Janvier, il fait froid, il neige abondamment. Le vent souffle en rafale près du métro Place d’Arme. Julien l’abominable homme des neiges marche lentement, ces petites jambes et sont habit de neige le ralentissent énormément. L’enfant de trois ans s’amuse dans cette tempête qui pour nous semble LA tempête de l’année. Julien lui glisse en s’esclaffant de rire à chaque descente dans la pente en angle devant le palais. En haut de la pente s’impatiente Pierre, le père, qui regarde le petit faire. À plat ventre Julien ressemble plus à une tortue sur le dos, incapable de se relever il rit, il crie, il gigote et se relève péniblement. Il s’élance vers le haut de la petite cote de quatre pieds, avançant de deux pas pour en reculer d’un. « Allez viens Julien, on rentre! » s’écrit Pierre autoritaire mais calme. Le petit n’écoute pas, dans la noirceur éclairé que de quelques lampadaire le petit près de son père esquive la poigne de Pierre pour dévaler à nouveau la pente cette fois ci en roulant sur le coté, son rire flotte dans les airs comme l’odeur des biscuits de fortune fait à deux pas d’où il se trouve. Les gens qui terminent le boulot évitent le passage de Julien qui déboule de neige vers le pied de la pente enneigée.
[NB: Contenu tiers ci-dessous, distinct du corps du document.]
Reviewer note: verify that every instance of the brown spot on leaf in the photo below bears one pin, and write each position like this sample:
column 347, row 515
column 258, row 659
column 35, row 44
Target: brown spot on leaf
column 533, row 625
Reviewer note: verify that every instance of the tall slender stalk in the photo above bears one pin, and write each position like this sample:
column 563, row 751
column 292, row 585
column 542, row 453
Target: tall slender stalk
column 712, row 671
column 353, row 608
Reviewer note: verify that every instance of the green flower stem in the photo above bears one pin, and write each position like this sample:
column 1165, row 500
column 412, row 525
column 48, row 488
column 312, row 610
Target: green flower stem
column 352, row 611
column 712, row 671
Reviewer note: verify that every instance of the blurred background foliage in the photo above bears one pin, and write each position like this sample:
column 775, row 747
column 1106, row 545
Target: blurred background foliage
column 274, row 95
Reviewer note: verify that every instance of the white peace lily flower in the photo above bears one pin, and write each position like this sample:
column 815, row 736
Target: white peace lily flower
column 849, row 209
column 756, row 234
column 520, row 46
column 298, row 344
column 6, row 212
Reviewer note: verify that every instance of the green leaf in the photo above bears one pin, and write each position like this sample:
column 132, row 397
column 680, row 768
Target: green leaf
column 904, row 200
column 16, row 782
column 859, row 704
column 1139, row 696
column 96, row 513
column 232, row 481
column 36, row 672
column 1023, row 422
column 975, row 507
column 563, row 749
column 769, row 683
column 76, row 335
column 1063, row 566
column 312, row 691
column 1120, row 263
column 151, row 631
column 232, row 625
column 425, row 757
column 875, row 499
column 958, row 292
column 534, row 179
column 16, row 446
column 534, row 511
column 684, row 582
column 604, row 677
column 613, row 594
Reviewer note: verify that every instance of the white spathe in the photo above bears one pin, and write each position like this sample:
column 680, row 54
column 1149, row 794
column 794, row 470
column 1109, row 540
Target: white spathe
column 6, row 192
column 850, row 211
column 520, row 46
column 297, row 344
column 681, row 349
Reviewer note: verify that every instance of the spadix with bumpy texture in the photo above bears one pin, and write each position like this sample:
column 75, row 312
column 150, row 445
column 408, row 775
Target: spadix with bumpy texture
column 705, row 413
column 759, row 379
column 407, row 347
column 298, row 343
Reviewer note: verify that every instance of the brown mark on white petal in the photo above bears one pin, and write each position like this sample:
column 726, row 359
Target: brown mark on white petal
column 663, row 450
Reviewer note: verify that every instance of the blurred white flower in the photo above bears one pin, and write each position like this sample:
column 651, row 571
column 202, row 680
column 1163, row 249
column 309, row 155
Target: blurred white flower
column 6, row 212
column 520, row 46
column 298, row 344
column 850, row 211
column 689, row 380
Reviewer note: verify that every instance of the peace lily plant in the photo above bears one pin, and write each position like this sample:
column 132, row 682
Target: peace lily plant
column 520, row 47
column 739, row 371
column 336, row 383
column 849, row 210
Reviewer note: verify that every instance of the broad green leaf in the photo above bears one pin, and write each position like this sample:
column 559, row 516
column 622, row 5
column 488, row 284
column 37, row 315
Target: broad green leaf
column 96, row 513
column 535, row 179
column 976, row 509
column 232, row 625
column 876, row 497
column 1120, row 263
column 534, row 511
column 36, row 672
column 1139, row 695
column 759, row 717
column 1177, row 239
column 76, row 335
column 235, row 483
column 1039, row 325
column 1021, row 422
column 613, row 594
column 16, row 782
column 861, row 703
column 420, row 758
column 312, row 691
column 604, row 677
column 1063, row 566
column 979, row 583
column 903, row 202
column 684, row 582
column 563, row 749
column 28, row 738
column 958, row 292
Les gens semblent amusés, certain s’ils s’écoutaient vraiment se joindrait à Julien pour profiter du bon temps eux aussi, après tout c’est vendredi et pour beaucoup la semaine est finie. Se relève en bout de côte Julien qui titube étourdi d’avoir tourner sur lui-même ainsi. Et s’élance comme un remonte pente dans la neige, donnant le sourire au gens qui le voit faire, mais son père récidive « C’est assez, on doit rentrer! » fatigué de sa semaine, épuisé de la routine. Julien sourd par le bonnet, le foulard et le capuchon qui lui couvre la tête déjoue habilement son père pour dévaler, voir avaler la pente à nouveau avec un rire qui sonne écho dans cet endroit isolé où il glisse jusqu’en bas et tombe sur le coté. Pierre furieux, le suivait de près et quand Julien aperçoit la main de son père qui s’élance vers lui, ne peut que s’écrier de peur « Papa, ça suffit les bras cassés! ».